Nun liegt erstmals die niederländische Zeitschrift „Radencommunisme“ (Rätekommunismus) der Gruppe von 1938 bis 1940 in deutscher Übersetzung vor. Nach den zuvor wiederveröffentlichten deutschsprachigen Zeitschriften „Pressedienst“ (1928 bis 1933) und „Rätekorrespondenz“ (1934 bis 1937) bieten auch die Ausgaben des „Radencommunisme“ nicht nur für historisch interessierte Leser einen aufschlussreichen marxistischen Blick auf den Zeitraum von der Weltwirtschaftskrise über die Machtergreifung Hitlers in Deutschland bis zum Beginn des Zweiten Weltkrieges.

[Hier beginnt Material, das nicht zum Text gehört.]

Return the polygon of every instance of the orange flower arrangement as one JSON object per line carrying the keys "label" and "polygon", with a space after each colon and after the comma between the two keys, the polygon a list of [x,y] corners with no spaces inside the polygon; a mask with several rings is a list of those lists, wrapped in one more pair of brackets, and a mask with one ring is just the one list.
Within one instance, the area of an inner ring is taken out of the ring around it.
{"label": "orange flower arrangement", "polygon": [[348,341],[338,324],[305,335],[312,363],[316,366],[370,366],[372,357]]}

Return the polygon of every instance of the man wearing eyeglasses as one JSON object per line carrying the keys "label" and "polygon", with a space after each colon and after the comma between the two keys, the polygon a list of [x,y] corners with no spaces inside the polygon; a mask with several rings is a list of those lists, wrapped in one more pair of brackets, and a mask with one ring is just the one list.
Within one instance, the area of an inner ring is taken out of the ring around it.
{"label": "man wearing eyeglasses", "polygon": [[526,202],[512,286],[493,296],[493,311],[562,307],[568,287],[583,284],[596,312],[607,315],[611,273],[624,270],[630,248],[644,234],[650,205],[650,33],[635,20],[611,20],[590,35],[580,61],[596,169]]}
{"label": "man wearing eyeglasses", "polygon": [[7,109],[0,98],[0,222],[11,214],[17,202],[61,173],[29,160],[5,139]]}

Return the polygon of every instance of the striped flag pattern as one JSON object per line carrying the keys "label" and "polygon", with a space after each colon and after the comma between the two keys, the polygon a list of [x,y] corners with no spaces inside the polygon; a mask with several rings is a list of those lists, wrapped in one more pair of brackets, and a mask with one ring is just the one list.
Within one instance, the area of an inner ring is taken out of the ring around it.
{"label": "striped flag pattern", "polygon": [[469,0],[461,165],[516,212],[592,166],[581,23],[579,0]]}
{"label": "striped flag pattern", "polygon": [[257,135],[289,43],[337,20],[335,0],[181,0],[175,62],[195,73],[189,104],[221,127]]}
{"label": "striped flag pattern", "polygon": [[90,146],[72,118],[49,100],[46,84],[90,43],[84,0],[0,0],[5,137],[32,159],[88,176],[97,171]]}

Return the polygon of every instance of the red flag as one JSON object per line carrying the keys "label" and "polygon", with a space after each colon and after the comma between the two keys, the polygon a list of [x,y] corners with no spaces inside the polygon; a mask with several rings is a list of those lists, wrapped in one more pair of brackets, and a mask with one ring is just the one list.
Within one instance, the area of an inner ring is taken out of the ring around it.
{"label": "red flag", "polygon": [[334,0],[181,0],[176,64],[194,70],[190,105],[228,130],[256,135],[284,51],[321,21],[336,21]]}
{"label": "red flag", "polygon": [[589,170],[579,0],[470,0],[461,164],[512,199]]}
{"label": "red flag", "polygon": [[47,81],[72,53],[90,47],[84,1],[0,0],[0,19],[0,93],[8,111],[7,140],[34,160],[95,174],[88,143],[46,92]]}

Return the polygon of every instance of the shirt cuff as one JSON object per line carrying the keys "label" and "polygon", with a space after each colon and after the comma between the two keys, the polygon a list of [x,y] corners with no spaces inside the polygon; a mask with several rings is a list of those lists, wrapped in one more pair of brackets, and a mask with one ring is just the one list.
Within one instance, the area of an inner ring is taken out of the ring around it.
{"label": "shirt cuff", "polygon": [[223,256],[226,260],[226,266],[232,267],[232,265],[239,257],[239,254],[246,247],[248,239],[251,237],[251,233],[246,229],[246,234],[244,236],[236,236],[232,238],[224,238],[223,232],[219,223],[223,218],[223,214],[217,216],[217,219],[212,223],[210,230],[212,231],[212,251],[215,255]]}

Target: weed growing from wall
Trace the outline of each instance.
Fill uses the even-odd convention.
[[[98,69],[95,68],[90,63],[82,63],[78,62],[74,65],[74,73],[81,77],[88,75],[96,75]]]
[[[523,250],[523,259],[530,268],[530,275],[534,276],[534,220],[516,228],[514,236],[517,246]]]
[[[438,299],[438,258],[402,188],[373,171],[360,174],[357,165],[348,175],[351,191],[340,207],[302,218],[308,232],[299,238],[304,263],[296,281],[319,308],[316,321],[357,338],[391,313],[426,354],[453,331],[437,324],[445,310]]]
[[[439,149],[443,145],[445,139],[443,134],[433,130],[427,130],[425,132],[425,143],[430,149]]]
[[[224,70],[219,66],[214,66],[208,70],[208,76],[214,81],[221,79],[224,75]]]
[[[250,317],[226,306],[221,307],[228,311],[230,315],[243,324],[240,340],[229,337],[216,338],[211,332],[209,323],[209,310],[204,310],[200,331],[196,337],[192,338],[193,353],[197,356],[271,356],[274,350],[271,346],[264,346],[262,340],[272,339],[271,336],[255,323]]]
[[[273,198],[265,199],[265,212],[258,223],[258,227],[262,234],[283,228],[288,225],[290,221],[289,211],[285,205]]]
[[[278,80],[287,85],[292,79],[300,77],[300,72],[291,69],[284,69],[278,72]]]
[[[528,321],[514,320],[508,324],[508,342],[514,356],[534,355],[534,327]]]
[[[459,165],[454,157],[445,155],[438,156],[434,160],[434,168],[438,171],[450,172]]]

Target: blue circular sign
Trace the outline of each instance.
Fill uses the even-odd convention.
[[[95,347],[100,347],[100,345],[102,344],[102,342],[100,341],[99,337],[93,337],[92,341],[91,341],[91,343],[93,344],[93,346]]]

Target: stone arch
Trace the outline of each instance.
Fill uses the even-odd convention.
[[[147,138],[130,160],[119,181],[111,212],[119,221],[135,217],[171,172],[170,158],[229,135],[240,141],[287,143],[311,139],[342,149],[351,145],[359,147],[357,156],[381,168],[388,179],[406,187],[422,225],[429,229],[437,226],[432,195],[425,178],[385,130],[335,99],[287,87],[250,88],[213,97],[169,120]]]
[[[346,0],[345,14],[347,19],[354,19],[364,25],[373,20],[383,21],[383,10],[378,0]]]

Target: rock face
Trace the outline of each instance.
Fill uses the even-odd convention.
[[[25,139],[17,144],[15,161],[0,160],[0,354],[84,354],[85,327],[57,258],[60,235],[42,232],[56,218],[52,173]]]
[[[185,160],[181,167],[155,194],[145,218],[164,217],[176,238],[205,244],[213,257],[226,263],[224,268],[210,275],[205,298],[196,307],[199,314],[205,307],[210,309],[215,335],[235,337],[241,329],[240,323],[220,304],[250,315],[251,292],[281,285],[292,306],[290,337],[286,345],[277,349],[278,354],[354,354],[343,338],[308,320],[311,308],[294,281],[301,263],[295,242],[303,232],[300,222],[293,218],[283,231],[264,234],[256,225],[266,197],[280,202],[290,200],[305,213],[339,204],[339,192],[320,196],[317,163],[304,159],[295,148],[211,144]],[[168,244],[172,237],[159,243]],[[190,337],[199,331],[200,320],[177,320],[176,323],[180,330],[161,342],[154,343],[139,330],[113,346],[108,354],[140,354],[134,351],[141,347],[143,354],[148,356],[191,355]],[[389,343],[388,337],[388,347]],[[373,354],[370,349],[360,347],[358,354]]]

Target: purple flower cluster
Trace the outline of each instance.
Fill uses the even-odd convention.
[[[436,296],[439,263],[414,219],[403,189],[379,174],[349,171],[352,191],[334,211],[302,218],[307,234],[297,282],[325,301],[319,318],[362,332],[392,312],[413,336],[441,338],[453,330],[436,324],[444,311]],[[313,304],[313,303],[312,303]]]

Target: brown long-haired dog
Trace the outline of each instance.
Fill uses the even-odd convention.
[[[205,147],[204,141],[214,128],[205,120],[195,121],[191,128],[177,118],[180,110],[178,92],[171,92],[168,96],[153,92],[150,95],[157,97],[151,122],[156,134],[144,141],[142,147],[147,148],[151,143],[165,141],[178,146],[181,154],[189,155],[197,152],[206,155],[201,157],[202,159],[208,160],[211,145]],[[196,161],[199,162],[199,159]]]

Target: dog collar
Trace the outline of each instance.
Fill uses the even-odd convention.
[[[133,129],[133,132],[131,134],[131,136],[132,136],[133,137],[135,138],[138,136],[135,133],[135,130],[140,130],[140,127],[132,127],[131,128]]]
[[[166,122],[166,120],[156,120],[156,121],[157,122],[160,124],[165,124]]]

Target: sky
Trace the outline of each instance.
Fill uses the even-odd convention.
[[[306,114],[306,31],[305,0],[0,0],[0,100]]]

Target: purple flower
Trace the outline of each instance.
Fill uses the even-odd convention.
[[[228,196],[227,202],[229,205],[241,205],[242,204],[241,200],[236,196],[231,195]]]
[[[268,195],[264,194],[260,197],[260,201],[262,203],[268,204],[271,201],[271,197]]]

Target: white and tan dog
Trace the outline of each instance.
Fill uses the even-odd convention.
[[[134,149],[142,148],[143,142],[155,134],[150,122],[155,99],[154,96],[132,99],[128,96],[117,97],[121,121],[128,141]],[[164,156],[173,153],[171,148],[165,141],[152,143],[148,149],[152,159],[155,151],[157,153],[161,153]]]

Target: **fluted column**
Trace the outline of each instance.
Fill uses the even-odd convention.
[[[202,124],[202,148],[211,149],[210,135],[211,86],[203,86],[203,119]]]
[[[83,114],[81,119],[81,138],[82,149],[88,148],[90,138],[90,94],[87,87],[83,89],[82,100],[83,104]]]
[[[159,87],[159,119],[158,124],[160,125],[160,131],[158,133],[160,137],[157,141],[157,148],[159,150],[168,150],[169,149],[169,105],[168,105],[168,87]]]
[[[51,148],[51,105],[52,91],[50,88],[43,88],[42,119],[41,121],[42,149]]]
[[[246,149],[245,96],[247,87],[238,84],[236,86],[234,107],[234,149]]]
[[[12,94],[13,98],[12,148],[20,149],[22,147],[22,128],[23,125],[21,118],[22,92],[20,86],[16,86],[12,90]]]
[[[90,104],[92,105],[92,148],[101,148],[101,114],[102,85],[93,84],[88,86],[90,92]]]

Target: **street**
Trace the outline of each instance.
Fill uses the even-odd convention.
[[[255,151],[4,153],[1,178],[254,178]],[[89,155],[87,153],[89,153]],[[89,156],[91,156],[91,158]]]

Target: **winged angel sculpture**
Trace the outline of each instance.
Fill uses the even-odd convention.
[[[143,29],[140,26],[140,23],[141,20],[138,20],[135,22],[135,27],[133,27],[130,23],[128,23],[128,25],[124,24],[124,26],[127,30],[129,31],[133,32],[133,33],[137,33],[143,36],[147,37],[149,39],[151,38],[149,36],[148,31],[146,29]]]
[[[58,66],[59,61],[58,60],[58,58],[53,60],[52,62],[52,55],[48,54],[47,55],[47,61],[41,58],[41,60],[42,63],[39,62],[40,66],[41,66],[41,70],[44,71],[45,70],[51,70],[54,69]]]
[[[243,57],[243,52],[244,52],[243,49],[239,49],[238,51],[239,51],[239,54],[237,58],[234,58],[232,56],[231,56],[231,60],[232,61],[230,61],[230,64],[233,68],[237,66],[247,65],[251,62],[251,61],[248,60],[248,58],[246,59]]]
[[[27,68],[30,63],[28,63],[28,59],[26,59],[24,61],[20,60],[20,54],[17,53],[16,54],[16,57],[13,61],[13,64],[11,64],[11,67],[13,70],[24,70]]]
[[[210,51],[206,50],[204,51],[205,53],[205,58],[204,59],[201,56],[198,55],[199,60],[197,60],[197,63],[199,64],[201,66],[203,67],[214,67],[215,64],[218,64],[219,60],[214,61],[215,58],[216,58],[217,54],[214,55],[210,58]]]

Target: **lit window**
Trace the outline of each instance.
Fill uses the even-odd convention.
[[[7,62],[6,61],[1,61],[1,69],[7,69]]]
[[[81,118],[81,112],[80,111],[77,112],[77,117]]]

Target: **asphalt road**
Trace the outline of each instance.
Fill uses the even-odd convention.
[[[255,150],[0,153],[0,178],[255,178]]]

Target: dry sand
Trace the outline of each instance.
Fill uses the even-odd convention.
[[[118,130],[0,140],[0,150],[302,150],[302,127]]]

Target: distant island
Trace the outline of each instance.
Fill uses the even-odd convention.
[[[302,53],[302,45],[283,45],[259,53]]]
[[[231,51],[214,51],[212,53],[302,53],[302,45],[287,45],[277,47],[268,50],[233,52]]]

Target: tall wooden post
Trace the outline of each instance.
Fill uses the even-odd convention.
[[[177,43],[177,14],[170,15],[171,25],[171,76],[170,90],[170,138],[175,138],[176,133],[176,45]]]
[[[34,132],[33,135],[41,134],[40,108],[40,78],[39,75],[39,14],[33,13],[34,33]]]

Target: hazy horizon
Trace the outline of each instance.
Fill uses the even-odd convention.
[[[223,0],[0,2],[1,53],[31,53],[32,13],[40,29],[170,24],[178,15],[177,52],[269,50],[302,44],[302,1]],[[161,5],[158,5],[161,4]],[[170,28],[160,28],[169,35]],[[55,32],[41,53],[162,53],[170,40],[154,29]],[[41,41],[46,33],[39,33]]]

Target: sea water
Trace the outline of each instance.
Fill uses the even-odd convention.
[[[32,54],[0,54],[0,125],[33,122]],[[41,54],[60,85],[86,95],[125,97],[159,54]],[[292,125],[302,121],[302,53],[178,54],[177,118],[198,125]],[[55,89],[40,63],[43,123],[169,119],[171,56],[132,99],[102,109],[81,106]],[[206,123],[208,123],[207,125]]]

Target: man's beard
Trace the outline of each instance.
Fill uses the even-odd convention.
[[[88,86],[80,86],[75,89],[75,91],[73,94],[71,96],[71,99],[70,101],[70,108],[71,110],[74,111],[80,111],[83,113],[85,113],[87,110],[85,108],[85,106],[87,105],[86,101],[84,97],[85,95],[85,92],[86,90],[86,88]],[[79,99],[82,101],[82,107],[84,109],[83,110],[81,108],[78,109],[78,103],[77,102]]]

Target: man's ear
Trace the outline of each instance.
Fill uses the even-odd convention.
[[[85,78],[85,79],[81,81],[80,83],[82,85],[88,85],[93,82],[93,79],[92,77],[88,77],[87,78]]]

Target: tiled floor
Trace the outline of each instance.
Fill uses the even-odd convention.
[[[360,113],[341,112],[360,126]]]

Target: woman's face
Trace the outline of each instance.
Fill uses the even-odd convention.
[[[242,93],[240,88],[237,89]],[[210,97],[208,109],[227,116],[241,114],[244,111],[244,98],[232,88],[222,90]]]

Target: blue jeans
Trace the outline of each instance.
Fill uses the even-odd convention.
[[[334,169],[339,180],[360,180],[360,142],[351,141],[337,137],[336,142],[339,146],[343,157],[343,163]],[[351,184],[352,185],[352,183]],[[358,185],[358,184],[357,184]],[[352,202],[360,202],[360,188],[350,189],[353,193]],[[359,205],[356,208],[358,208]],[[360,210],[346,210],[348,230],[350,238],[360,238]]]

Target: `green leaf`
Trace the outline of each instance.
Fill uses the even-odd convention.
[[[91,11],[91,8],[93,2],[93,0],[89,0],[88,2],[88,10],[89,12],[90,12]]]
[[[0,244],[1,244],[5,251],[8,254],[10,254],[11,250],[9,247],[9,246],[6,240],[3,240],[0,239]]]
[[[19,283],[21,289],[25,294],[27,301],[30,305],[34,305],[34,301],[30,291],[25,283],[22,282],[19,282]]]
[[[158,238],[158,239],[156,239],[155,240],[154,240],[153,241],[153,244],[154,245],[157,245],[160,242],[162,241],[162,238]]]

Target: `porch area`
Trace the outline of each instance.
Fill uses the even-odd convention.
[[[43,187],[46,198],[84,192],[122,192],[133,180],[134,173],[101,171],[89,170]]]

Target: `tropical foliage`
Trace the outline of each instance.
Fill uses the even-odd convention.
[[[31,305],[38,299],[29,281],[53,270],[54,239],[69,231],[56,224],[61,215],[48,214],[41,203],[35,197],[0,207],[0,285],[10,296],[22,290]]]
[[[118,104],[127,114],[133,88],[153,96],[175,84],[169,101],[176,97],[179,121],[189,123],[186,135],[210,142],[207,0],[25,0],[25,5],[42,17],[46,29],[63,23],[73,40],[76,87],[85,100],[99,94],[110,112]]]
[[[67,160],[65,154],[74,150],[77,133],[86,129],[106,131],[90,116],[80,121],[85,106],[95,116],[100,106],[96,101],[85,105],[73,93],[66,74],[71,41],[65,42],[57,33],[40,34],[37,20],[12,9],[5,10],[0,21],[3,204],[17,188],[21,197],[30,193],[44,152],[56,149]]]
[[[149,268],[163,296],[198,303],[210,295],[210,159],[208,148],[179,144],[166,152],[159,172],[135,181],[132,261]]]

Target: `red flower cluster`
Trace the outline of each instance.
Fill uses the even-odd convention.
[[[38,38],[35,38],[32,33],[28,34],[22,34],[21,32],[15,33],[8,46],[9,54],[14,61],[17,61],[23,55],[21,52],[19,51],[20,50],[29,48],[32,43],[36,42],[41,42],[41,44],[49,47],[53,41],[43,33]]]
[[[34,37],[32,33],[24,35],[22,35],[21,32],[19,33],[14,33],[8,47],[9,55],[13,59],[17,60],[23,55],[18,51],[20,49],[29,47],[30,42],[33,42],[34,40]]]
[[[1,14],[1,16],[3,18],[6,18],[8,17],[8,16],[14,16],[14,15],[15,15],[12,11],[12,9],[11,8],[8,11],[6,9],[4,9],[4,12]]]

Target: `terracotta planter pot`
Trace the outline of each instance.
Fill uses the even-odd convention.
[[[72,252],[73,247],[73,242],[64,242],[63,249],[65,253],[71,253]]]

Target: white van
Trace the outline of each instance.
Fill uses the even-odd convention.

In ihren Publikationen analysierte die Gruppe Internationaler Kommunisten die politische Ökonomie in den kapitalistischen Staaten und deren Kolonien sowie die aktuellen Entwicklungen des Klassenkampfes. Im Gegensatz zu den moskautreuen Kommunisten lehnten sie taktische und strategische Bündnisse mit den bürgerlichen Parteien und Organisationen ab, da sie notwendig die Instrumentalisierung der Arbeiterklasse für die Belange der herrschenden Klasse bedeuteten würden.
Wie die Aufhebung der Lohnarbeit im Zuge der sozialen Revolution erreicht und im Anschluss an die soziale Revolution gesichert werden kann, mit anderen Worten, wie die gemeinschaftlich ausgeübte Verfügung über die Produktion durch die freien Produzenten sich organisieren lässt, das ist der zentrale Inhalt, den die GIK in ihren Schriften propagierte. Entsprechend bestand für die GIK die erste Aufgabe der revolutionären Arbeiter darin, zu versuchen, die revolutionäre Betriebseinheit zu bewahren und die neue Art des Kampfes unter dem Motto „Raus aus der Gewerkschaft, rein in die Betriebsorganisation“ zur einzig gültigen zu machen.